As for catching up on mythology episodes, I do think there are three you should commit to: "Anasazi," "The Blessing Way," and "Paper Clip," from the end of season two and the start of season three. Those are three fabulous episodes no matter what, but they're also the most essential in terms of figuring out the show's mythology. (Which gets convoluted!) If you like those, you might like "Nisei" and "731," also from season three. "Two Fathers" and "One Son" in season six are also good, but only if you've decided to commit yourself to the mythology harder than you already have.
My wish for the X-Files revival was that it would be six thrilling monster-of-the-week episodes. Based on the presence of cigarettes in the promo, it appears there will be at least some mythology. Presumably, you'll be less confused if you do some brushing up, but the secret reason The X-Files works as well as it does is that it's in a constant state of gently explaining itself.
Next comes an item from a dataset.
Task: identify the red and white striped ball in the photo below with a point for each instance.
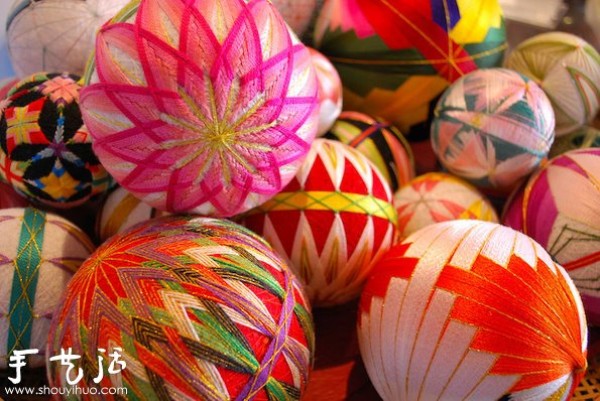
(471, 310)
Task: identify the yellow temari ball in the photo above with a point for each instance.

Scully never buys Mulder's theories, so he has to list his evidence piece by piece. Skinner would never be onboard for this — which is why Scully has to remind him of all the times Mulder's hunches worked out. (Sorta rarely? But once in a while.) Cigarette-Smoking Man's motives are often vague, so Mulder or Krycek often have to ask, "Why now?" and then CSM explains the mechanics of his plan. Other shows do this, but few, if any, do it better or more seamlessly.
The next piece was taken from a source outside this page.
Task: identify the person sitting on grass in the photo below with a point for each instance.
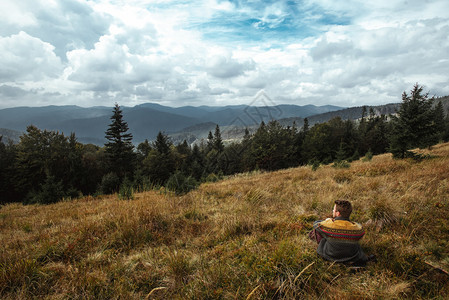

I love HBO's comedy series Getting On. I'm surprised it hasn't gotten more mainstream attention, it seems to be flying under the radar. I'm thrilled it's getting a third and final season — but I'm looking for a companion piece. I like the 30-minute format, it's not a huge commitment, but I also feel like the episodes have real emotional depth and laugh-out-loud moments. Also the short seasons make it easy to watch on weeknights. What can you recommend? —A
Niecy Nash earned an Emmy nomination for her work on Getting On, so it's not quite as under-the-radar as other shows, but I get your gist. If you like Getting On, you'll probably like the British original of the same name. And if you like female-driven, somewhat-sad HBO comedies, and it appears you do, I can't say enough good things about Enlightened. It's been so long since I mentioned it here! But I didn't forget. Enlightened is only 18 episodes, so it's low-commitment. I discourage you from marathoning it, though; don't watch more than two at a time. The Comeback fits that bill, too, though it is sadder and harsher than Enlightened.
Less sad, but no less emotional: Try Men of a Certain Age. At only 44 minutes per episode, it's not that much more of a commitment, and there are only 22 installments (sniff), so it's still very manageable. Amazon's ten-episode Transparent has that same real-people-with-real-shortcomings vibe, though it's a bit dreamier and far less cynical.